- Location of West Clarkston-Highland, Washington
- Coordinates: 46°23′15″N 117°03′30″W﻿ / ﻿46.38750°N 117.05833°W
- Country: United States
- State: Washington
- County: Asotin

Area
- • Total: 2.7 sq mi (6.9 km^{2})
- • Land: 2.7 sq mi (6.9 km^{2})
- • Water: 0 sq mi (0.0 km^{2})
- Elevation: 935 ft (285 m)

Population (2020)
- • Total: 5,488
- • Density: 1,764/sq mi (680.9/km^{2})
- Time zone: UTC-8 (Pacific (PST))
- • Summer (DST): UTC-7 (PDT)
- FIPS code: 53-77297
- GNIS feature ID: 2409547

= West Clarkston-Highland, Washington =

West Clarkston-Highland is a census-designated place (CDP) in Asotin County, Washington, United States. It is part of the Lewiston, ID-WA Metropolitan Statistical Area. The population was 5,488 at the 2020 census.

==Geography==
According to the United States Census Bureau, the CDP has a total area of 2.7 square miles (6.9 km^{2}), all of it land.

==Demographics==

West Clarkston-Highland first appeared as an unincorporated community in the 1950 U.S. census; and as a census designated place in the 1980 U.S. census.

Historical population
| Census | Pop. | Note | %± |
| 1950 | 1,920 |  | — |
| 1960 | 2,851 |  | 48.5% |
| 1970 | 3,797 |  | 33.2% |
| 1980 | 3,683 |  | −3.0% |
| 1990 | 3,913 |  | 6.2% |
| 2000 | 4,707 |  | 20.3% |
| 2010 | 5,261 |  | 11.8% |
| 2020 | 5,488 |  | 4.3% |
U.S. Decennial Census 1960 1970 1980 1990 2000 2010

===2000 census===
As of the census of 2000, there were 4,707 people, 1,994 households, and 1,328 families residing in the CDP. The population density was 1,763.5 PD/sqmi. There were 2,160 housing units at an average density of 809.2 /sqmi. The racial makeup of the CDP was 94.99% White, 0.17% African American, 1.44% Native American, 0.51% Asian, 0.81% from other races, and 2.08% from two or more races. Hispanic or Latino of any race were 2.00% of the population.

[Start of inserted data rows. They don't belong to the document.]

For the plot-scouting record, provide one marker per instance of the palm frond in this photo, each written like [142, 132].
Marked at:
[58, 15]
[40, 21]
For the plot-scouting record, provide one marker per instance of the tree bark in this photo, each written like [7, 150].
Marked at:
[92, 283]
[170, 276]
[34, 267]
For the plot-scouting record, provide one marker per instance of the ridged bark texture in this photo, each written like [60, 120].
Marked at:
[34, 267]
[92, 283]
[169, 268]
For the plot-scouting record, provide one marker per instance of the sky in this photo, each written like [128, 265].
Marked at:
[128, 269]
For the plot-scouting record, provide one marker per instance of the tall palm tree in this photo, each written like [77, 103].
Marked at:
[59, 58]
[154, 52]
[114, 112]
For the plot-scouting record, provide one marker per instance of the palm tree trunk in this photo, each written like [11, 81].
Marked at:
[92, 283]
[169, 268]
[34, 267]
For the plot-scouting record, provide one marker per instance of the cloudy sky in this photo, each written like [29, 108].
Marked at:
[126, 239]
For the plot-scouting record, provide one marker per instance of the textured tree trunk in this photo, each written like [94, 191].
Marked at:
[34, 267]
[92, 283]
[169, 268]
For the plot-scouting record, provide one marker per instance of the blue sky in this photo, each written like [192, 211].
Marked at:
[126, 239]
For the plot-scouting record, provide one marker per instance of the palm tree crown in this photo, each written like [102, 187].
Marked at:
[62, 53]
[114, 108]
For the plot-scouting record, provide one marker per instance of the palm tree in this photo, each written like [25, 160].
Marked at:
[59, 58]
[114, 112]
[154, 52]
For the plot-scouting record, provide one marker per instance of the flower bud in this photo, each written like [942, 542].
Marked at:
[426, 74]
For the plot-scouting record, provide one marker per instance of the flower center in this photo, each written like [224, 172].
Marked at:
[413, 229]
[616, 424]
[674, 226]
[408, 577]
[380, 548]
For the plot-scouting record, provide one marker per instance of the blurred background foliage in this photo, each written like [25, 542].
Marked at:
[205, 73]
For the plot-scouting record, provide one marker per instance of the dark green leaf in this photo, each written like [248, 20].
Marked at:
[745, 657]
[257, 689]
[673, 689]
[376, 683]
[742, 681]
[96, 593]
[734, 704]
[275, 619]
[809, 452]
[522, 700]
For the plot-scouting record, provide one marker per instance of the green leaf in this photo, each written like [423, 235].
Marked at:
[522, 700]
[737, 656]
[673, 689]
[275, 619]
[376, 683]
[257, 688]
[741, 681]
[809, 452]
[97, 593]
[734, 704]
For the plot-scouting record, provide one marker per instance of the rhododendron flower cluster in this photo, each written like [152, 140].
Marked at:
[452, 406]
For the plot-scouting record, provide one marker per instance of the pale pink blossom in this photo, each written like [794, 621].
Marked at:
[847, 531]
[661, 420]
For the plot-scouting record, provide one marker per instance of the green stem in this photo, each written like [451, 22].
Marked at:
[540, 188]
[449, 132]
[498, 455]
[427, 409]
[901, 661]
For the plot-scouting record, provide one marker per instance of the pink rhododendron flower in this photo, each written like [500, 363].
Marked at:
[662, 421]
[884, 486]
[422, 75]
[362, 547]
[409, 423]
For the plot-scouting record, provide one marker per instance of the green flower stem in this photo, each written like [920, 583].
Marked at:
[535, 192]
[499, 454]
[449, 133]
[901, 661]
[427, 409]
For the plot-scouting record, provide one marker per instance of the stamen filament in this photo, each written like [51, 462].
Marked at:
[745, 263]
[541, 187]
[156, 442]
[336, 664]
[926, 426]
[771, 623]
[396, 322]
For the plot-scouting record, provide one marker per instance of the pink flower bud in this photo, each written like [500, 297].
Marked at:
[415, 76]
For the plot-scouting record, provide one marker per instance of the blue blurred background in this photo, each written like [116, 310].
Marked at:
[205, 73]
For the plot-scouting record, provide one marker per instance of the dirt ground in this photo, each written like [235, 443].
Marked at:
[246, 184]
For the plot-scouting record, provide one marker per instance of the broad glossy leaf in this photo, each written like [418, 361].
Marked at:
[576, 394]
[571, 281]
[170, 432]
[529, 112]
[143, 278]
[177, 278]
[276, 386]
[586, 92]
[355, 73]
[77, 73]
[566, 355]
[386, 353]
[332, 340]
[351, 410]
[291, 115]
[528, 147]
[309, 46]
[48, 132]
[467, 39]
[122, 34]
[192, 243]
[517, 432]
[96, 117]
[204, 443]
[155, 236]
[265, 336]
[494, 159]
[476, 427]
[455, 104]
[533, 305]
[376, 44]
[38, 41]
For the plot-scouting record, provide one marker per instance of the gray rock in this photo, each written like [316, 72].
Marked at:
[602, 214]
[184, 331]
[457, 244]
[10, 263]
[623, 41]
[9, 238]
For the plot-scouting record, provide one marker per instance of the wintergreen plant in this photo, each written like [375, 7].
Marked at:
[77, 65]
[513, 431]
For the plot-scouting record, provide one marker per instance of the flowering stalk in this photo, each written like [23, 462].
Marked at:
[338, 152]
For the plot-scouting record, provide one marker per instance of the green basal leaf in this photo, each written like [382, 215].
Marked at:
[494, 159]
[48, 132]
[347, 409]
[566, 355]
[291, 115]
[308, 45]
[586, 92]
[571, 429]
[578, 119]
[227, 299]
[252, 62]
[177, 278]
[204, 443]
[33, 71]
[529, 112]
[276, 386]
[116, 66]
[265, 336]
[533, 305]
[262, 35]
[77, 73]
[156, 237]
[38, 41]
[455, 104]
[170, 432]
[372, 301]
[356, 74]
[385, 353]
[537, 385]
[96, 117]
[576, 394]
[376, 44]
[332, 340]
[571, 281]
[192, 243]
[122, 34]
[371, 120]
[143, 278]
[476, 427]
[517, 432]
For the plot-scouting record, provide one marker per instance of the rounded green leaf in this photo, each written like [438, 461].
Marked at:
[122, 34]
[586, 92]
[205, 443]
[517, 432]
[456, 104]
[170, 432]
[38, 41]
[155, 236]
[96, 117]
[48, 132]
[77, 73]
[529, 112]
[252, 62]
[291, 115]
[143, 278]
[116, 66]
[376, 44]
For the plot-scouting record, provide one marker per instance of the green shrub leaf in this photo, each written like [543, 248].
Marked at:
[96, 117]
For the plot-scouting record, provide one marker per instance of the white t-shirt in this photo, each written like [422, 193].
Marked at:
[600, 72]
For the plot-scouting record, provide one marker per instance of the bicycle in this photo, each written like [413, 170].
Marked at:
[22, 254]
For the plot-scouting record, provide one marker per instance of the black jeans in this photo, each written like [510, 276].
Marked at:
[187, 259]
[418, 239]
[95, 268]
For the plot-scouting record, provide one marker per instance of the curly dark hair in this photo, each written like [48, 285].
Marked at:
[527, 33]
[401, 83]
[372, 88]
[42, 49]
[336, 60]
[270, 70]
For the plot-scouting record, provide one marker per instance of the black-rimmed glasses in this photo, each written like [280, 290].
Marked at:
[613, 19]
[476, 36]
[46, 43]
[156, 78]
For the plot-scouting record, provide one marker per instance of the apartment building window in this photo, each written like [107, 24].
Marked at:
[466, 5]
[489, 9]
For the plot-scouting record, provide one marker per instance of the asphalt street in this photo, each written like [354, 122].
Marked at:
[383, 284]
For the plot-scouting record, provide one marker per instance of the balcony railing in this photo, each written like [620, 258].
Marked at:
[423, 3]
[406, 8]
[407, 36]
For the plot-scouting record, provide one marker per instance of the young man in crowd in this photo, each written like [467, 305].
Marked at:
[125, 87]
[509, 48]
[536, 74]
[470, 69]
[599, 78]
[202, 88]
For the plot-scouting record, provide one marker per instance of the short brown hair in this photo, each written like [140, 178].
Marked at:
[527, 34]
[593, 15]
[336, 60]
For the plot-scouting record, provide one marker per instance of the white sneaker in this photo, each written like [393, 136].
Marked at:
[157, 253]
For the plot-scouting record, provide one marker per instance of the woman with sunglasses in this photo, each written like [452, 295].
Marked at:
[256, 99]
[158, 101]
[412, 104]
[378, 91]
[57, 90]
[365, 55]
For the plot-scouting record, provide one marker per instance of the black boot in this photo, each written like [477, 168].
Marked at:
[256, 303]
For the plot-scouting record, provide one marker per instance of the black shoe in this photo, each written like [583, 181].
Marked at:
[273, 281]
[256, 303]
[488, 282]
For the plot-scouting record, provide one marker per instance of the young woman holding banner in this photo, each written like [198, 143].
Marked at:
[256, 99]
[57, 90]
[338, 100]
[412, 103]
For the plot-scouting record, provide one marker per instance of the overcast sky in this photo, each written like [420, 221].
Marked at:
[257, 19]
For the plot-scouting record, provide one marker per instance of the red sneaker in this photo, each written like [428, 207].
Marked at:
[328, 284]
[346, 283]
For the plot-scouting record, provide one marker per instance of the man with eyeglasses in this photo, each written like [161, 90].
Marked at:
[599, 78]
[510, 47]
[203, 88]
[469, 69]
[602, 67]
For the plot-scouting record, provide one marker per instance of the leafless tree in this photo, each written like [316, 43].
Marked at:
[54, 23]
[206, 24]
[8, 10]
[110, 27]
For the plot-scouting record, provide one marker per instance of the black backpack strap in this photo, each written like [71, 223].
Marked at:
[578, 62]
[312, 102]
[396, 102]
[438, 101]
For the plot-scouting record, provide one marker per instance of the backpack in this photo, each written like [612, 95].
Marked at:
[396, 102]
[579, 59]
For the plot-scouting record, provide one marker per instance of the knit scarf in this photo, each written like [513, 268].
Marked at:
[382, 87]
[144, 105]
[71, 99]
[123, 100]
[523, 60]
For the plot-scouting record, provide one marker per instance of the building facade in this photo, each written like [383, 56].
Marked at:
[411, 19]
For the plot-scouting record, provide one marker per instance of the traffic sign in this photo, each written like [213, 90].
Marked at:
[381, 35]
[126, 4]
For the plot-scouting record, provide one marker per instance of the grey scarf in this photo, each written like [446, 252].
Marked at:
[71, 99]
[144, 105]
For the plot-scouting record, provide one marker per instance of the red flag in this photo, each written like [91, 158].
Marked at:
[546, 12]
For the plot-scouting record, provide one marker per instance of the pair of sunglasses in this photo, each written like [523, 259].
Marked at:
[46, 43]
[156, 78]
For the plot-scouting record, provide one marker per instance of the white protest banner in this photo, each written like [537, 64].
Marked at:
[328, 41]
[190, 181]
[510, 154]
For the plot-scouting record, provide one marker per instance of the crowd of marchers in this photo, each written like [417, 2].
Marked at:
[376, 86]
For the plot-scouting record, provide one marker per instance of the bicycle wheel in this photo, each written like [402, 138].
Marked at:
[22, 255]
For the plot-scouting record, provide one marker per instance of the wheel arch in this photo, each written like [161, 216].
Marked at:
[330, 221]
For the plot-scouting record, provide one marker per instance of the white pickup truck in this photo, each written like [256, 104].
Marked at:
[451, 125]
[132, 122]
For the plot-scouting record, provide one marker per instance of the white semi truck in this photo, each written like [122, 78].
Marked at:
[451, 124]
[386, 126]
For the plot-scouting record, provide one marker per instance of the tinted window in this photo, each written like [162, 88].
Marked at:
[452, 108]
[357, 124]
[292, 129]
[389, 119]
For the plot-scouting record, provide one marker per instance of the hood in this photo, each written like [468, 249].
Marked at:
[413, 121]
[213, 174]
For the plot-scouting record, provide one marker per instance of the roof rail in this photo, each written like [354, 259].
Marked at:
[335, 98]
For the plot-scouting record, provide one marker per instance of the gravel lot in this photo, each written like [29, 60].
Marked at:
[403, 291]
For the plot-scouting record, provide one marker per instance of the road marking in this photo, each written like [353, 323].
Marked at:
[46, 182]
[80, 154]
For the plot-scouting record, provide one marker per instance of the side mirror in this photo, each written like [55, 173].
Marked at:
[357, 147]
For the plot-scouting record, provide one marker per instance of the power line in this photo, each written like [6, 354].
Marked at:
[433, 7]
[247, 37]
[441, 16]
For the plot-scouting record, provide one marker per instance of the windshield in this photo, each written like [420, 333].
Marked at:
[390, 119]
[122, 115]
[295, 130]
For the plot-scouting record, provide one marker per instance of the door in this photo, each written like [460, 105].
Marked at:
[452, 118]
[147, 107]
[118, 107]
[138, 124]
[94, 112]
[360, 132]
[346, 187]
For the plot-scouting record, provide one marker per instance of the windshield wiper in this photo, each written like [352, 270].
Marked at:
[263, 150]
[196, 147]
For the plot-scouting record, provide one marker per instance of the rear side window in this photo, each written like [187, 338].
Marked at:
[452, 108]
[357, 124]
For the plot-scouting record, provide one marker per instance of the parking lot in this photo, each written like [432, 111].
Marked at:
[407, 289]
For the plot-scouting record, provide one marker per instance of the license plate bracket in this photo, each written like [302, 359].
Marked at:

There were 1,994 households, out of which 28.7% had children under the age of 18 living with them, 48.8% were married couples living together, 13.1% had a female householder with no husband present, and 33.4% were non-families. 27.4% of all households were made up of individuals, and 11.0% had someone living alone who was 65 years of age or older. The average household size was 2.35 and the average family size was 2.81.

In the CDP, the age distribution of the population shows 23.8% under the age of 18, 9.4% from 18 to 24, 25.5% from 25 to 44, 23.5% from 45 to 64, and 17.7% who were 65 years of age or older. The median age was 39 years. For every 100 females, there were 88.1 males. For every 100 females age 18 and over, there were 87.0 males.

The median income for a household in the CDP was $29,311, and the median income for a family was $31,673. Males had a median income of $29,349 versus $20,918 for females. The per capita income for the CDP was $15,762. About 15.7% of families and 18.9% of the population were below the poverty line, including 32.9% of those under age 18 and 6.5% of those age 65 or over.